42nd National Immunization Conference (NIC): Size Does Matter: A Simple Method for VFC Site Visit Prioritization

Size Does Matter: A Simple Method for VFC Site Visit Prioritization

Monday, March 17, 2008: 11:05 AM
Crystal Ballroom
Betty Tran
Claudia Aguiluz
Maria Volk

Learning Objectives for this Presentation:
By the end of the presentation participants will be able to:
1.Describe how the ‘80:20 rule' can be applied to VFC providers
2.Develop a simple size-based scheme for prioritizing VFC site visits

Background:
State VFC programs have an obligation to periodically visit their enrolled providers to assure VFC vaccine and service quality. How to do this is largely left up to each state, although CDC does mention the need to ‘prioritize'.
The 80:20 rule or “law of the vital few and trivial many” is a business principal that states that for any phenomenon, 80% of the consequences come from 20% of the causes. Concentrating activities on the “vital few” (30% of VFC providers account for 80% of VFC vaccine shipped) rather than the “trivial many” can greatly increase efficiency.

Objectives:
To increase California VFC/AFIX site visit efficiency.

Methods:
California VFC providers were ranked by size based on the numbers of VFC doses received in 2006, then divided into High, Medium, and Low volume groups based on total doses received.
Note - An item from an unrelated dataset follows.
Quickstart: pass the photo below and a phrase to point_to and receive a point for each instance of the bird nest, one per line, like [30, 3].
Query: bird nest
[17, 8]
A simple protocol directing that sites be visited in a 1:1:1 High/Medium/ Low ratio was developed.

Results:
In 2007, CA developed and implemented a simple size-based method for prioritizing routine VFC/AFIX site visits. Whereas the size-neutral selection process used in 2006 accomplished oversight of 20.9% of total VFC doses shipped, the size–based prioritization scheme expands oversight to 76.1% of total VFC doses shipped, an ~3.5 fold increase in ‘yield'. Actual 2007 results will be presented.

Conclusions:
Prioritizing ‘routine' VFC/AFIX provider site visits by provider size has the potential to increase program efficiency by ‘extending' yearly oversight to greater numbers of VFC-eligible children. Size-neutral methods put most effort into small practices administering very few shots (the long tail). Other issues to be discussed will include field training and acceptance, plan for adding new providers, etc.